The story Dr Islam narrates is well known. It starts with the arrival of the British in India and the incorporation of "natives" into the sinews of the colonial project. The variable response of the Hindus (eager) and Muslims (turning away, and inward) led to educational and employment opportunities for the first, and comparative backwardness and stagnation for the second. The two communities gradually bifurcated in terms of their own demands, ambitions and identities which ultimately led to the division of the country in 1947.

Dr Islam ponders whether this was unavoidable, or whether some of the misperceptions among the communities, the egos and short-term interests of leaders, the pressures of immediacy and mass mobilisations, the hasty rejection of some thoughtful proposals (e.g., the Cabinet Mission Plan) and so on, may have contributed to its inevitability.

However, the Pakistan that was created, with two "wings" of the country separated not only by thousands of miles of Indian territory, but also by linguistic, cultural, demographic, ecological and economic differences, and united merely by the idea of a common religion was, as the author points out, "more a concept than a country". It would be a challenge for any statesman to sustain. Unfortunately, the country did not have leaders of that vision and ability.

Cultural callousness, political unfairness, administrative arrogance and, most importantly, systematic and obvious economic discrimination, created legitimate grievances and resentments, and fed the logic of autonomy and separatism in the East. Dr Islam himself, with several other scholars, presented the argument of increasing and unacceptable economic disparities with rigour, confidence and moral authority, and became associated with the struggle. The book contains two appendices written earlier by him detailing some of the relevant issues and urgencies relating to the "two-economy thesis" and the "six-point movement" led by Bangabandhu in the 1960s.

Bangladesh became independent in 1971. Dr Islam writes about the challenges not only created by the sheer devastation of the war, but the return of millions of refugees, a crumbling infrastructure, weak governmental institutions, internal tensions, and a fluid international environment.

Bangabandhu announced, and the constitution codified, four fundamental guiding "principles" of the state. But while nationalism and democracy were "dictated by the logic of the independence movement itself", the concepts of socialism and secularism were more complex and amorphous, and became subject to gradual compromise and dilution. Sadly, democracy was also abandoned later and, when reinstated, demonstrated some "illiberal tendencies".

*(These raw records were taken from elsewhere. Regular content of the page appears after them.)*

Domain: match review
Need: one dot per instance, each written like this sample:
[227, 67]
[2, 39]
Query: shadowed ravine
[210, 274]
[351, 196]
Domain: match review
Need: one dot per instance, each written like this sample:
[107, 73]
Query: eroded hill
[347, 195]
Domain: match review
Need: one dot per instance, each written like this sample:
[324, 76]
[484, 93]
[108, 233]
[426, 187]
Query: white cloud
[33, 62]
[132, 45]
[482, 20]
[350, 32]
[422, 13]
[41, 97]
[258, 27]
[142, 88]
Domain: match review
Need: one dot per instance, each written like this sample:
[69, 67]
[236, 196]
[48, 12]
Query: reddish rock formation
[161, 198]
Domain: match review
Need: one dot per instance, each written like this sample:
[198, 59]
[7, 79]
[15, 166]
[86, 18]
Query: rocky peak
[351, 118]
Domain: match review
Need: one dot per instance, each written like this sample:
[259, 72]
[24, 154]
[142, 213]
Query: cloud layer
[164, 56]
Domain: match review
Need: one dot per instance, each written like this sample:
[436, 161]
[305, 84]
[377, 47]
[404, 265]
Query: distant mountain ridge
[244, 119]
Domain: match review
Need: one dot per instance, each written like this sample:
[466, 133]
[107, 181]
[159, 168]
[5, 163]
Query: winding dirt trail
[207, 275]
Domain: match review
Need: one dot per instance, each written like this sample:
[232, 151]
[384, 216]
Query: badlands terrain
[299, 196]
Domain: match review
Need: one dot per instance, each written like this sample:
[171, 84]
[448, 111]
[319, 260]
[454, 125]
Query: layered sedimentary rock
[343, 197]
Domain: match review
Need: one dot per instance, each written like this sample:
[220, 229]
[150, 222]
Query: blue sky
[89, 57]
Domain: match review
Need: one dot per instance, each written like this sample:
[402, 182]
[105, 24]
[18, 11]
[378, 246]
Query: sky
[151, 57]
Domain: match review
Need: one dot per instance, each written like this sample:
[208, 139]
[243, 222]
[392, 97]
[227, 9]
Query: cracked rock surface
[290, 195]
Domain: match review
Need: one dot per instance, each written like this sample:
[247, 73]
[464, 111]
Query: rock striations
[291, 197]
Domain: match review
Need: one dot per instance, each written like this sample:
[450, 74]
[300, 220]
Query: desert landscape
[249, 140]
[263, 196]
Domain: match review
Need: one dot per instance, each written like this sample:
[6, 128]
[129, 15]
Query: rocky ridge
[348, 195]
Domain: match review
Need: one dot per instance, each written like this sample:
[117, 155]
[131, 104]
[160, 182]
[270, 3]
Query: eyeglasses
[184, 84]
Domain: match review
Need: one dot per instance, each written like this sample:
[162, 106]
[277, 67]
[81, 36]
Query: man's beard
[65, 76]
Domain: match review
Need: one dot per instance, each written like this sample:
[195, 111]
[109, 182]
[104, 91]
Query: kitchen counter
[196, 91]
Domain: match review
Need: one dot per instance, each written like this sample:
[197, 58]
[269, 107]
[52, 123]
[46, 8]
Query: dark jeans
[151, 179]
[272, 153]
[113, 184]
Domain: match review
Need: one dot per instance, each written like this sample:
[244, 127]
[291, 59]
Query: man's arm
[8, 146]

He notes that Bangladesh's progress has been "checkered…uneven…non-linear". The situation in India and Pakistan has not been much better, and all of these countries have departed from their original orientations and commitments and are struggling with increasing economic inequalities and the muscular presence of religiously driven forces. He also laments the fact that the cooperation between the three countries with such a long common history, and facing very similar problems, has not been particularly reassuring.

The strength of the book is not its erudition, analytical novelty, or theoretical richness. It is a slight and slender book (only 93 pages in demy octavo size paper), written as a "primer…for the young and non-specialist". However, it is informed and elegant, its tone and insights are eminently reasonable, and its poise and balance most refreshing and exemplary.

One only wishes that his copy editor had been a bit more prompt and diligent (minor mistakes in spelling, grammar and dates can be distracting), and that the author had written more extensively about the 1,313 days between Bangabandhu's heroic return in 1972 and his dastardly assassination in 1975. He had a ring-side seat, as well as a scholar's detachment. If only Leila (the granddaughter to whom this book is dedicated, and whose persistent questioning about the country's history had initiated this project), had pressed him a bit more about this critical period in our history, and not allowed grandpa to get off so lightly.

 

Ahrar Ahmad is the Director-General of Gyantapas Abdur Razzaq Foundation.